Since Firefox has gone down the same path as IE (bloated, trying to do everything, untrusted, slow-loading, and being so big that it just can’t, alone, be the “more secure” option anymore which, along with speed and trust, catapulted it up into contention with IE in the first place!), my loyalty to Firefox is entirely hinged on add-ons like NoScript.* This means I’m open to new tools that may be simple and get back to what I really want: speed, trust, simple, and reasonably secure largely through that simplicity.
I just read about SeaMonkey’s new release. While it’s a new option, I don’t like the idea that it is trying to be an “Internet suite” of tools (really, HTML editor?) with a browser, email client, news client, IRC client, etc. In that regard, I’m not tripping over myself to try it, but though I’d share the link in case it does become a legit contender as the new upstart (just like Firefox and Google once were…oh how the popular forget what made them popular). Besides, in trying to do all that stuff, can it ever possibly satisfy my security desires enough in any one part to best dedicated individual clients? Yeah, if I get around to trying it out, I’ll try it out. If not, I’m probably not missing much.

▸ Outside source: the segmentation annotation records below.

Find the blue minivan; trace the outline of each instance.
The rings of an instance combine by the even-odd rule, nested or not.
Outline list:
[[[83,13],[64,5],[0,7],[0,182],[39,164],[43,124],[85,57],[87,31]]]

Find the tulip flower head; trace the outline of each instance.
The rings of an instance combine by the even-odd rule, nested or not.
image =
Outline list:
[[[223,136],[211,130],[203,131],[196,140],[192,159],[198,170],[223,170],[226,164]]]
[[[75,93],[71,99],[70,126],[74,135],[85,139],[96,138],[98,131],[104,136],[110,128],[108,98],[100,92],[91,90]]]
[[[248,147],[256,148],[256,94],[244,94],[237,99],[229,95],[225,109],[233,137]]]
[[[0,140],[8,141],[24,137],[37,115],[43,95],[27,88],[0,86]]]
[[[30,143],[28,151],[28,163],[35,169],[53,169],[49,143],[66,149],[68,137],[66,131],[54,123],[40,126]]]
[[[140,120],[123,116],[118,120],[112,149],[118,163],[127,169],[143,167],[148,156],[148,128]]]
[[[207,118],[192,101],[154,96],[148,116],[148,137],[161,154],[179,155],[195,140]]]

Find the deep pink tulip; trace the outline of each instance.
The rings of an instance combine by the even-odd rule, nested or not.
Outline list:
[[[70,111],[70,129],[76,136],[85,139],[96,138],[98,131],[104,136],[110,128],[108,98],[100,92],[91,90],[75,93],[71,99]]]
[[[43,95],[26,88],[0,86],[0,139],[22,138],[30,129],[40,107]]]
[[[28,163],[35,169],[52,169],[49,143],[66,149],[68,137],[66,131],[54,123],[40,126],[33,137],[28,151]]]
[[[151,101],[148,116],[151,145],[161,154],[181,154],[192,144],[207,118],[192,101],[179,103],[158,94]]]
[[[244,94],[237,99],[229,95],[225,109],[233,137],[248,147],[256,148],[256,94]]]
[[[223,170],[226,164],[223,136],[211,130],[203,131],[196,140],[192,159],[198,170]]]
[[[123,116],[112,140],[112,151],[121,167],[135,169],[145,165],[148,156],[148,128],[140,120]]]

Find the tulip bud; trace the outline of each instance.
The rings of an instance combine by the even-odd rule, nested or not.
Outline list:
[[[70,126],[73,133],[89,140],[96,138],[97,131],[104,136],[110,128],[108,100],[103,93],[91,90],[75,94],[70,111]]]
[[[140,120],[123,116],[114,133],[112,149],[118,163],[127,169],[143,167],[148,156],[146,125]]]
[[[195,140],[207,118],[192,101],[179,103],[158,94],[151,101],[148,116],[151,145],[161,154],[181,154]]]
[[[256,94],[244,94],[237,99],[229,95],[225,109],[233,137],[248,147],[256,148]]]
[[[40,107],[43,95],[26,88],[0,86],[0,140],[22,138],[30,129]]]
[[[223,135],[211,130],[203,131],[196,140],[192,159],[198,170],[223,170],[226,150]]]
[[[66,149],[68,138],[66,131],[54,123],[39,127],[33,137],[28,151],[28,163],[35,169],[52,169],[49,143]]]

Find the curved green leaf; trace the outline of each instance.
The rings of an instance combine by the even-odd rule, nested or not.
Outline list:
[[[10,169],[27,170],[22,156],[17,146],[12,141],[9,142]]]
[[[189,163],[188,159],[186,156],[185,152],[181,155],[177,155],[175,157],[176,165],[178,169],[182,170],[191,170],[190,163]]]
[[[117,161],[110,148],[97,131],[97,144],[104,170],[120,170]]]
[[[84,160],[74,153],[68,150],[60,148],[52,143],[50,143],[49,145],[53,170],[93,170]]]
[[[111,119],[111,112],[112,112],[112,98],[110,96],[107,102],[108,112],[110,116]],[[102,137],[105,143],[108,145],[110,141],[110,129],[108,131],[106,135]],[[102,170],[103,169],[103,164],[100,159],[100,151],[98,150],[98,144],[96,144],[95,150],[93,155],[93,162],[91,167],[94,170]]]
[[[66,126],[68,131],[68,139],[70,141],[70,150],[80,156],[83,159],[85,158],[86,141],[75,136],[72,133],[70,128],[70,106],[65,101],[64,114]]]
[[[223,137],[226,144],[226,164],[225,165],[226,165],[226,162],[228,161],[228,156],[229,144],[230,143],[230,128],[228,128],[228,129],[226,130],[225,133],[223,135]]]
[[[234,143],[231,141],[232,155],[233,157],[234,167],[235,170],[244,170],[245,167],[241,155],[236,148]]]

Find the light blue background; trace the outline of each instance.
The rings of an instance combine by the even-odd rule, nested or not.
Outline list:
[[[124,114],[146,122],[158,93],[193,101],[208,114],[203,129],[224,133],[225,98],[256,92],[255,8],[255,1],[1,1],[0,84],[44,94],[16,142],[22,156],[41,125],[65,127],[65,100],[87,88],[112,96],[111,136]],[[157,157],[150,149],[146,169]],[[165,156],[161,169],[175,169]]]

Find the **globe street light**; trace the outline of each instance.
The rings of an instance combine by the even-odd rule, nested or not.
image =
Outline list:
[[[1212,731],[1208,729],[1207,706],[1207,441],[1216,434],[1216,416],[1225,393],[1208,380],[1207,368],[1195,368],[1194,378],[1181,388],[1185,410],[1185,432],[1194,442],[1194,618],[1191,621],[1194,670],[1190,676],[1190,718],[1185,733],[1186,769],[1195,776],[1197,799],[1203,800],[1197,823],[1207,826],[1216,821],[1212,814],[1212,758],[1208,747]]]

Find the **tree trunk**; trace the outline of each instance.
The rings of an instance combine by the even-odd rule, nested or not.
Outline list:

* Strangely, IE7 loads faster, at least in perception, than any instance of Firefox that I run anymore, Windows or Linux. But, I like that I can really reduce the toolbar footprint of Firefox down to like one bar, and it sucks that IE’s bar has gone the way of being a pain in the ass to customize in the same way. Still… really it’s NoScript that keeps me locked to Firefox.
Give this one a shot (it’s still in development, but it’s pretty good): http://arora-browser.org
Pretty much the same idea: http://nodereality.com/archives/24-Whats-a-browser.html
I think Firefox will reach a peak soon.
seamonkey is the project that mozilla was making *before* firefox. it was the evolution of netscape navigator, and when aol (after their acquisition of the netscape brand) wanted to put out a new version they’d take the then current version of seamonkey and add their specific branding to it. firefox was the browser component of seamonkey spun off into it’s own project, prompted by the lack of traction seamonkey was seeing (probably for the same reasons you’re not thrilled with it). i used seamonkey originally but as far as extensions go seamonkey users are basically second class citizens next to firefox users. that’s why i was eventually forced to switch to firefox.